The juxtaposition was jarring. A stirring monument boasting a concession to grim reality. An intersection of beauty and despair.

The nets on the Golden Gate Bridge serve as an apt symbol of life. How often in my own experience have beauty and despair met? The passing of my mother. My grown kids leaving home. Ending a much-loved career. Saying goodbye to a dear friend. Some of my most poignant moments were a melding of the bitter and the sweet.

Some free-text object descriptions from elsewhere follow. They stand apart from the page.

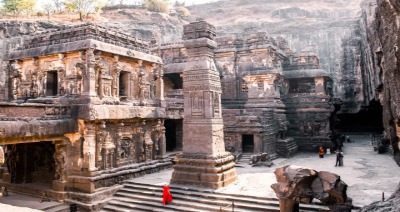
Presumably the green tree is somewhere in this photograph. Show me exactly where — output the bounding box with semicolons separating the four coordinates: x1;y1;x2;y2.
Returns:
143;0;169;13
64;0;105;21
3;0;36;14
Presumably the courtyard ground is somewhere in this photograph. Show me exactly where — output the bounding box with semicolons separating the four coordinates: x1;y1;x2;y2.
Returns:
0;133;399;210
133;133;400;207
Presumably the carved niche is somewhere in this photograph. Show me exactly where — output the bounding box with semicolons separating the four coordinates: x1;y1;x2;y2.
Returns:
10;61;22;99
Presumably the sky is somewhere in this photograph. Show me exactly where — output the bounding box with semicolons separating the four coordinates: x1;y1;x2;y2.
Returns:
34;0;221;11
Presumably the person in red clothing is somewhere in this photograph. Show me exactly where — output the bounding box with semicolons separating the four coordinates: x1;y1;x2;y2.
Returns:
319;146;325;158
162;183;173;205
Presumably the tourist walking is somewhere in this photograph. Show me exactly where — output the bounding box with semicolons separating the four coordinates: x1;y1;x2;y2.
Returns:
162;183;173;205
334;149;340;166
338;151;344;166
319;146;325;158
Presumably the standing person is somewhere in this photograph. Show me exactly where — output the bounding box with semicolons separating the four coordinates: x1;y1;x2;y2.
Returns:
339;151;344;166
334;149;340;166
319;146;325;158
162;183;173;205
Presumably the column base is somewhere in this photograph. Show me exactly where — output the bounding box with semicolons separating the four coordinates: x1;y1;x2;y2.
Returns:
171;152;237;189
52;180;67;192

I tend to avoid those intersections when I can. The starkness of the contrast makes me uncomfortable. But when they inevitably come, I’ve learned to lean in. Embrace the contradiction. The intensity. The whirl of emotions. Because it’s in this crucible that personal growth flourishes. The false fronts I’ve fashioned around my True Self are stripped away. The process is like its catalyst, both healing and painful.

When you come to the intersection of beauty and despair in your life, stand fast. Meet the moment with head high and heart open. Hold the opposing forces close. Embrace the lessons these liminal spaces have to give. If you do, you’ll know a deeper life, and you’ll take another step toward Becoming Yourself.

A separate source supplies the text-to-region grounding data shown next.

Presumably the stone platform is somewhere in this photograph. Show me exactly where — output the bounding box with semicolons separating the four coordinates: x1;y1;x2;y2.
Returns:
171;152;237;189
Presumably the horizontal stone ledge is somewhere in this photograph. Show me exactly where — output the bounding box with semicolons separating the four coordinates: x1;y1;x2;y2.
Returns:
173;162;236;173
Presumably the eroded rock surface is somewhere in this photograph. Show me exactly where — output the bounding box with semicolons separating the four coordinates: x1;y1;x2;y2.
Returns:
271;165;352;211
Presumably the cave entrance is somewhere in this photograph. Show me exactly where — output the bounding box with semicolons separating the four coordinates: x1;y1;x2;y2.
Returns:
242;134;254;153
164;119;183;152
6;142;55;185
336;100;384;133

The Appealing Beauty of Your Imperfections

I heard my friend curse. 

Years ago, we’d hired him to install hardwood flooring in our new sun room. He’d missed the nail and left a small hammer mark in the expensive wood. My wife and I assured him that it was fine. We actually like a few dings because it gives the floor character and shows that it’s real. 

I’m working on adopting that perspective for myself. My instinct is to present a faultless, unblemished version of myself to everyone. But that’s not a true picture. It’s not reality. Letting my blemishes and imperfections show makes me more alive, more relatable, more real. The posts where I admit my failings and mistakes regularly get more engagement than my success stories.

It makes sense. With so much fake, filtered, and curated content online, there’s a real hunger for the real, the raw, the unvarnished. We respond to it on a visceral level because we know that’s our personal reality. We’re all lovable, beautiful, and worthy, but we’re also scarred, imperfect creatures with growth edges. Like draws like. Deep calls to deep. Truth satisfies in a way the manufactured never can.

As you consider what to share online and with those around you, drop your guard a little. Open up. Be vulnerable. Be real. Let your cracks show, because, as the saying goes, that’s where your light shines through. If you do, you’ll help create a more honest and meaningful world, and you’ll take another step toward Becoming Yourself.

The Wonderful Superfluousness of Beauty

It was completely superfluous.

During the recent Spring Arts Festival that took over Tempe, Arizona where I live, the city hired an artist to paint a giant sunflower on the circle drive in front of my office building.

Between the cleaning, prep work, and painting, it shut down the little street for six days. Deliveries were halted. It was highly inconvenient. And who knows how much money it cost the city to pay workers to prep the space, buy the paint, and hire the artist.

As I watched the work progress directly below my office window, I was reminded of a quote:

It is the useless things that make life worth living and that make life dangerous too: wine, love, art, beauty. Without them life is safe, but not worth bothering with.

stephen fry

There is a superfluous nature to beauty. It’s not like food, water, oxygen, or shelter. We don’t need it to exist. But is the goal of human life mere existence? Just piling up as many days as possible before succumbing to the inevitability of death? I think not. I’d rather live a short abundant life than a long bleak one. I’m guessing you would too.

So I say bravo to the city of Tempe. I wholeheartedly support the use of my tax dollars on “superfluous” beauty. Thank you for making my life a little brighter, a little more colorful, and for bringing a smile to my face each time I glance out the window.   

What “superfluous” beauty can you enjoy today? Take a walk in a park. Stroll an art gallery. Stream a YouTube nature video on your TV. Set out fresh flowers. Frame a picture you love. Surround yourself with beauty. If you do, you’ll breathe more life into living, and you’ll take another step toward Becoming Yourself.